I am running a Grizzly 1648 pushed by a Pro-Drive 36. I have tried to find opinions on adding pods to the boat and been less than satisfied with my findings. I took the plunge and had costom pods (thanks Bullfrog) put on my boat even though I'm using a mud motor. What follows on this post is intirely my own experience. It is completely unbiased and unsolicited. This post is about sharing my experience.

    In reguards to safety-I had a real problem with water coming over the transom if I slowed to quick or stopped from plane. The pods put a stop to this. I tested this repeatedly and no matter how hard I've tried the backwash from the motor doesn't come over the transom anymore. I gunned the motor then let off as fast as I could. I planed the boat then turned off the motor. I did this with the boat loaded and unloaded. Same result.This is the main reason I added the pods and it worked just like I thought it should.
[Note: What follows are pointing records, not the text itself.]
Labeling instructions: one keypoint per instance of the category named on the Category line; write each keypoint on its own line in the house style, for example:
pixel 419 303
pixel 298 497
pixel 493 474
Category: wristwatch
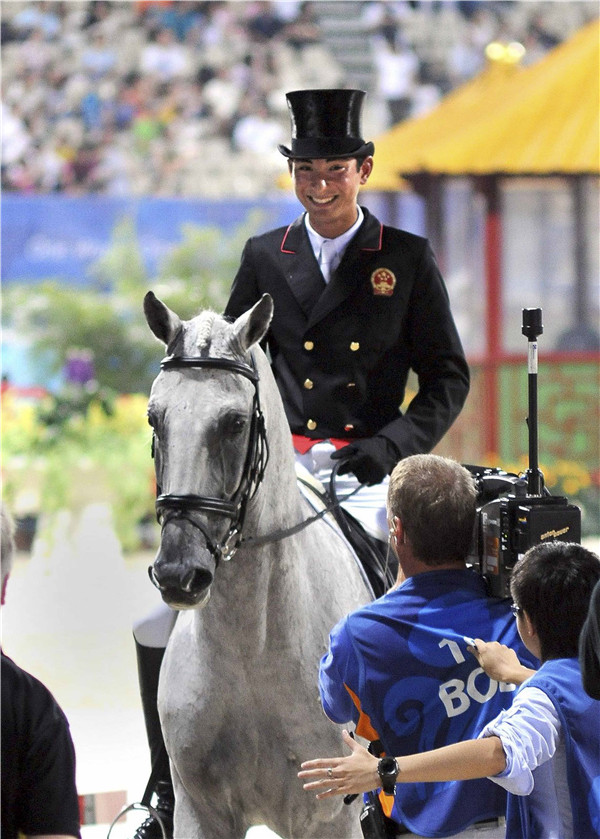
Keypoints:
pixel 388 769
   In reguards to functionality- The boat now sits level in the water. This is huge. When the boat is resting and at trolling speed it has gone from drafting 8" of water at the back down to 5" pretty much across the length of the bottom, less if I have some weight up front to offset me. It also is getting on plane faster and easier. I can tell a huge difference when the boat is loaded. The added benefit to getting on plane faster is that I am burning less gas. I can tell a noticable difference on my tanks lasting longer now.

    In reguards to handling-The cornering is faster now. The pods are holding the boat shallower so when I corner the boat doesn't plow so much water on the corners. The motor is so heavy that I don't expect I will ever skip on a corner, but it is sure nice not losing so much momentum to "the drag effect" when turning.

   In requards to convience-My new steps are great. Getting in and out of the boat is alot easier now. The added handles are lower and further back so I have more leverage when pushing off too. Next I am going to teach the dog how to use the pods for a diving platform. It will be nice having him drain off some of his water back into the lake. They also work great for holding ducks during photo shoots.

   In reguards to the motor-The relief angle required by the pivoting foot of the motor created an awesome effect. The water behind the boat is now forced up and peaks about two feet behind the transom. The perfect place for a surface drive to get a really good bite with the propeller. If the traditional square bottom design was used the water may have been pushed wide of the prop, which I'm guessing why it has been said pods can't be used with surface drives. I disagree. One more thing on this, my prop is higher out of the water and easier to get at if I need to unwrap anything from it.

   In reguards to speed- I am now running 73mph (meters per hour) Just kidding, did I mention I am a fisherman too. I never gps'd the boat before or after the pods, but if I had to guess, I am running about the same on the top end. If there is any more or less speed is not noticable.

   In regaurds to my regrets-I wish I had done it sooner. I wish I had been able to find the picture of the boat ramp I used. I wish I had more than 2 teal tags this year.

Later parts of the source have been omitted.